Dalam keputus-asaannya
Kosim hanya bisa berucap,
“Ampun Tuanku, maafkanlah
kami. Kami hanya sekedar orang suruhan....,” katanya menghiba.
“Sebut siapa yang
menyuruh kalian sebelum kutebas leher kalian..!!” katanya mengancam. Dan
tahu-tahu sebuah ranting besar terbabat putus persis diatas kepala mereka.
Ranting yang menimpa tubuhnya
bagi Kepos seakan disambar geledek.
“Oh emak, matilah anakmu
ini...,” gumamnya pelan hampir tak bersuara dengan celana basah kuyup
ketakutan.
“Kami hanya suruhan Komandan
Diguldo..,” jawab Komir ketakutan.
“Kamu disuruh apa ha..!!”
bentak makhluk itu.
“Cari tahu dari mana asal
singkong besar, tuanku...., ampunilah kami...,” jawab Komir menghiba.
“Pulang sana!! Pulang..!!
Kasih tahu Komandanmu jangan pernah kesini lagi atau kubuat buntung kaki dan
tangannya, juga istrinya dan siapa saja yang kesini lagi..!!’’
Makhluk itu segera
menghilang begitu kata-kata itu lenyap. Sunyi dan hening tiba-tiba mencekam.
Tak ada suara apapun. Hanya sunyi dan gelap, apalagi karena hari sudah merangkak malam.
Pelan-pelan Komir mengangkat kepalanya mencoba melihat kiri kanan. Tidak ada yang bergerak. Pelan-pelan dikumpulkam tenaganya untuk merangkak mendekati Kepos. Kawannya ini masih terbaring diam.
“Mungkinkah dia mati ketakutan..?” pikirnya.
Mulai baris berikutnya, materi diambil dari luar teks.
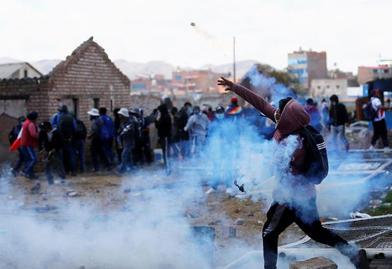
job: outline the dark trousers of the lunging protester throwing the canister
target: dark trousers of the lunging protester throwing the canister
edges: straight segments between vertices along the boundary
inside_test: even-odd
[[[337,248],[344,253],[347,242],[331,230],[321,226],[316,197],[291,204],[273,202],[263,227],[264,268],[276,269],[278,237],[291,224],[298,225],[313,240]],[[344,253],[345,254],[345,253]]]

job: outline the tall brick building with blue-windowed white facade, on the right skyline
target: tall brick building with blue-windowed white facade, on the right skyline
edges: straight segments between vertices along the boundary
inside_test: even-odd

Diguncang-guncangkan tubuh Kepos.
“Pos, Kepos... bangun Kepos..!!”
Tubuh itu menggeliat pelan. Rupanya dia jatuh pingsan ketakutan.
“Ampun... oh, jangan bunuh saya. Emak...” lirih suara Kepos.
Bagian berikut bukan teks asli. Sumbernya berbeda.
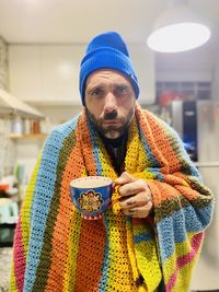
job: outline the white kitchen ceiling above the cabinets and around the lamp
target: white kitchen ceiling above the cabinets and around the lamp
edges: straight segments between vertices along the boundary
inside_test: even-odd
[[[128,43],[145,43],[169,0],[0,0],[0,36],[8,43],[88,43],[95,34],[117,31]],[[188,52],[215,62],[219,51],[219,0],[191,0],[209,22],[212,36]],[[170,55],[174,59],[173,54]],[[178,55],[177,55],[178,56]],[[186,55],[184,55],[186,56]],[[177,58],[177,57],[175,57]],[[158,54],[163,60],[163,54]],[[169,56],[165,61],[169,62]],[[171,61],[170,60],[170,61]],[[164,63],[165,63],[164,61]]]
“Bangun Kepos, kita diampuni. Kita tidak dibunuh. Ayo bangun dan kita ucapkan terima kasih,” ajak Komir.
Dengan susah payah mereka bangun, mengumpulkan tenaga untuk bersujud menyampaikan rasa terimakasih yang tak terhingga karena nyawa mereka diampuni. Mereka berjanji untuk tidak akan datang lagi, dan akan melapor kepada Komandan Diguldo agar menuruti perintah penguasa hutan tempat asal singkong ajaib.